Part of what buries you is not the volume of content at all. It is a quiet shame — the sense that you should already know this, that a person your age, with your background, ought not to be starting at the beginning.
So you over-gather, hoping to skip the beginner's stage entirely, to arrive somewhere advanced without having passed through the door. But there is no such road. There is only the door, and the shame standing in front of it.
The Beginner Is Not a Lesser Thing
The tradition does not despise the beginner. It honors the one who asks, even the simplest question, and it warns the proud far more than the unlearned.
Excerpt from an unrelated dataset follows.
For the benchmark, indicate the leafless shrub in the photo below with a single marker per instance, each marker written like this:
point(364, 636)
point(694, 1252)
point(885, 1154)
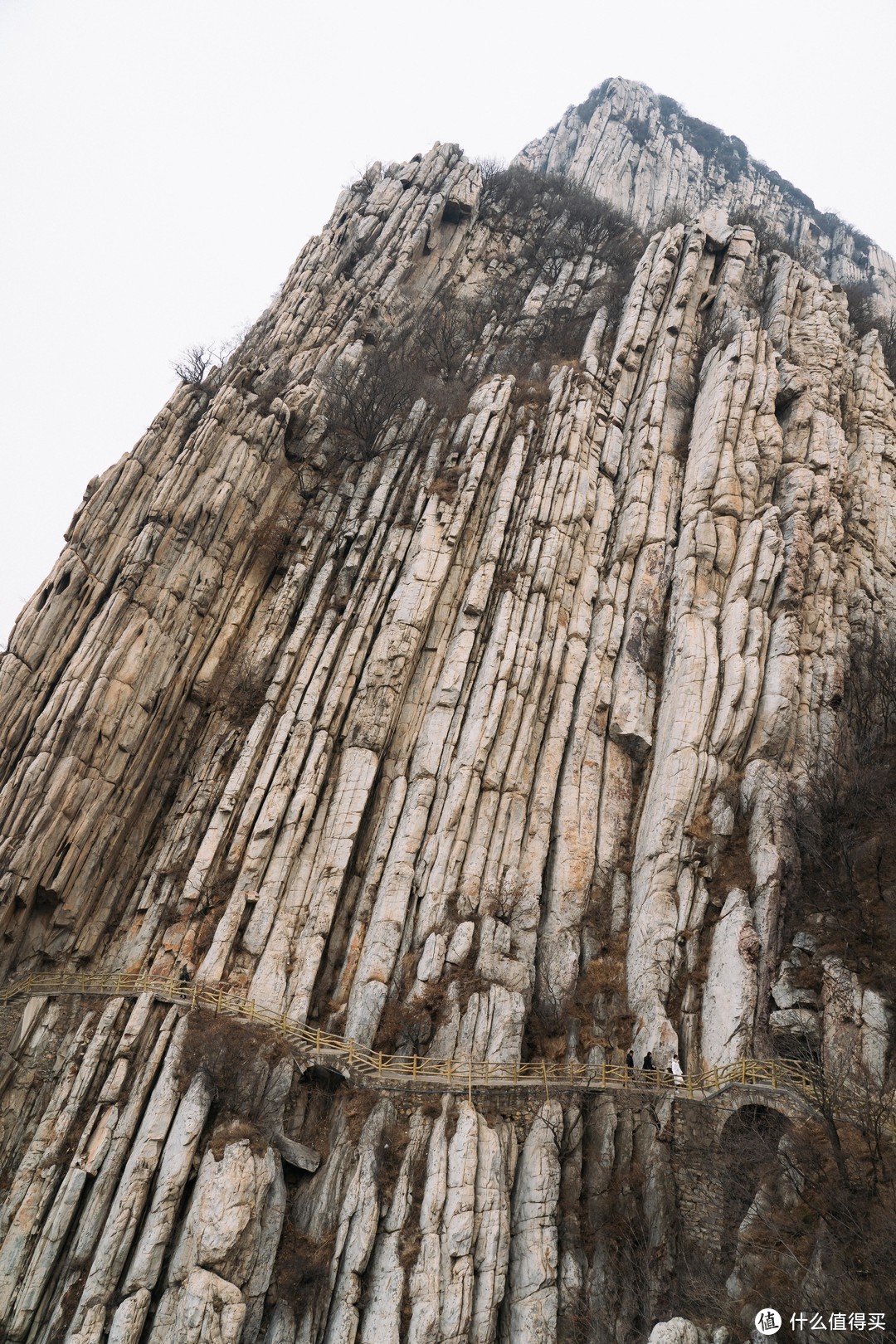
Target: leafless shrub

The Rambam, vast as his knowledge was, wrote to make foundations available to those who had none — an act that assumes beginners are worth meeting where they are.
Pirkei Avot teaches that the bashful person does not learn — and there is mercy in that, not rebuke. It means the path requires you to risk looking like what you are: someone near the start. The shame you carry is the very thing the tradition asks you to set down.
To be a beginner is not to be behind. It is to be in the only place from which anyone has ever begun.
Let the Shame Go First
So before you choose a source or shape a question, do something quieter. Give yourself permission to not know. The overwhelm loosens the moment you stop demanding that you already be elsewhere.
From that lighter place, the next steps become possible. You can ask plainly. You can start small. You can walk up to a teacher and say, honestly, I am beginning — which is the truest and most welcome thing a seeker can say.
Bring that honesty to a living teacher. They have met many beginners and despised none of them. The door has always been open; it was only the shame that made it look closed.